Birds do it. Bees do it. But exactly *how* do they do it? Every which way! And evolutionary biologist Olivia Judson is here, in the person of Dr. Tatiana, agony columnist to the biosphere, to print their epistolary pleas for amatory advice, and to answer all their questions - and ours. Let her count the ways.
Judson's humor is not quite as sparkling as she takes it to be. But that's all right, because she doesn't lay it on too thick, being too eager to get down to what she really likes to talk about: the dazzling variety of behaviors, strategems, perils and contortions to be found in the universal mating game. And let's not kid ourselves, that's what her readers also really want to get down to.
From the Asian stick insect who stretches one copulation out for months at a time, to the fruit fly only five percent as long as one of his own sperm, to the slime mold with its 500 sexes, 13 of which have to get together to make a little baby slime mold, Dr. Tatiana covers the beat and covers the bases. There's a fresh astonishment on every page. They're delivered in bite-sized two or three paged morsels, which explains why Nature magazine's generally favorable review suggests this as the perfect book for your family sittin-and-thinkin room.

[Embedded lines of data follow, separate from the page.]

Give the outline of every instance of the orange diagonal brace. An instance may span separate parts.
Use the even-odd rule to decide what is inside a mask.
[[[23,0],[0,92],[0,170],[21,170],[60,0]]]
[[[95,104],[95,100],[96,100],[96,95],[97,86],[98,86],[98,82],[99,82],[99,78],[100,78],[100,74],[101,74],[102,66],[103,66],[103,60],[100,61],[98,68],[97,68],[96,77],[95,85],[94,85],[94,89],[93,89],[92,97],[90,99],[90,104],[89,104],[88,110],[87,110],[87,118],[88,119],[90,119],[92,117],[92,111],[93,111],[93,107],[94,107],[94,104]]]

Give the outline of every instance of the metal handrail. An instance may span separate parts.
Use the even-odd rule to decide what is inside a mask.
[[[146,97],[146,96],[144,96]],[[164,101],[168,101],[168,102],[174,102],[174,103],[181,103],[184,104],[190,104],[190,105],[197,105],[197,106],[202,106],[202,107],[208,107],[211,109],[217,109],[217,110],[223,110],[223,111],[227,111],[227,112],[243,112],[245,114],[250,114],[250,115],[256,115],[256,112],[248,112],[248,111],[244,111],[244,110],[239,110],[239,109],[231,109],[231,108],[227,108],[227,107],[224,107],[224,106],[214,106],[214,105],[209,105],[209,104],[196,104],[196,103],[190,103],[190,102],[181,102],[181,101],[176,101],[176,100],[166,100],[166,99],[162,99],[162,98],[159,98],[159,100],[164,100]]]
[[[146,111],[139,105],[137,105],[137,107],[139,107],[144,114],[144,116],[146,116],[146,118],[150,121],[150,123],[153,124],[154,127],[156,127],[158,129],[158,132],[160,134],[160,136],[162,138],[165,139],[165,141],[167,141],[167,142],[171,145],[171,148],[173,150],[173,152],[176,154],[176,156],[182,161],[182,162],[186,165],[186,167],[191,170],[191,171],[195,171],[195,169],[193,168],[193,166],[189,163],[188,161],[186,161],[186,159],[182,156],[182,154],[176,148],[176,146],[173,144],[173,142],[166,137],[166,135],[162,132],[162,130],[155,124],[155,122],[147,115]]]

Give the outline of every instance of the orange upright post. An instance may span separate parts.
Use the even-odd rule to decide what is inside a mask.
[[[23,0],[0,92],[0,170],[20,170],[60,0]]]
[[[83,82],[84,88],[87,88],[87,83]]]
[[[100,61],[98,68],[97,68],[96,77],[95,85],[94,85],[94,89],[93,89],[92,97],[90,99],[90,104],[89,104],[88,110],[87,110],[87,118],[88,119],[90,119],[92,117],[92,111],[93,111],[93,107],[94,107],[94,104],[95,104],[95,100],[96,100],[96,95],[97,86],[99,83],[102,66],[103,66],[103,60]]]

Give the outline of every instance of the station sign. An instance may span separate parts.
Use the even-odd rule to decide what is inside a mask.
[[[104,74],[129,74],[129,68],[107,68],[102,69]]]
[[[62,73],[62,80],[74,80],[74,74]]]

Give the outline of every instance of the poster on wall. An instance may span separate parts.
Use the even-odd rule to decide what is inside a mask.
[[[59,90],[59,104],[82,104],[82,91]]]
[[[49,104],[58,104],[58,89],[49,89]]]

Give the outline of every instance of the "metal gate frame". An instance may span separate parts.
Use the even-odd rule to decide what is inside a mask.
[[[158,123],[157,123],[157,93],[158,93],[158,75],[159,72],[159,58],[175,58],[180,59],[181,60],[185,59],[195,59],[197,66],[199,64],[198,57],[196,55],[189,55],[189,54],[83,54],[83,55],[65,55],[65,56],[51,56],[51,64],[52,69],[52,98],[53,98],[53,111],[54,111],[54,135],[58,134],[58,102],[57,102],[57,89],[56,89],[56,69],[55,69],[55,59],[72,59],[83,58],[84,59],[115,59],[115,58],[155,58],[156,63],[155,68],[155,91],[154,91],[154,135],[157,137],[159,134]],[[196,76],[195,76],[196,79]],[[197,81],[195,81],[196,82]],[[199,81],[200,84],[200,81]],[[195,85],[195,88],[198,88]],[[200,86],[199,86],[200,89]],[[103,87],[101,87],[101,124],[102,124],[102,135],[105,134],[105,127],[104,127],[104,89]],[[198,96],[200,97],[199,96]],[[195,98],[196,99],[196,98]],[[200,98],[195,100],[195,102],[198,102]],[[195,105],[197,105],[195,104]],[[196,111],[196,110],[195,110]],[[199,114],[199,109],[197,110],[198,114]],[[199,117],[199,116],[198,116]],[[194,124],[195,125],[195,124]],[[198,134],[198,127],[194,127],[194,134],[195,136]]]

The fun, like the devil, is in the details, and there's a cornucopia of details, ranging across a hundred species or more. But the good Doctor manages along the way to touch on plenty of possible generalizations, evolutionary conundrums and controversies and imponderables. For example, she thoroughly debunks the one dogma about animal sexuality that I was brought up on: Bateman's principle that sex is more costly to females, making males more promiscuous. It turns out that, for most species, the reverse is true. Judson considers what determines an individual's gender (it's not always in the chromosomes); just how much sex a species needs to stay healthy; and how the whole crazy business of mating ever could have been invented.
But it's never more than a page or a half a page of pondering, before we're back at the zoo, gawking at another juicily indecent display, another cross between Ripley's believe it or not and Sally Jesse Raphael. I defy anyone not to have fun with this book, and not to come away with both more amazement at and more understanding of the natural world.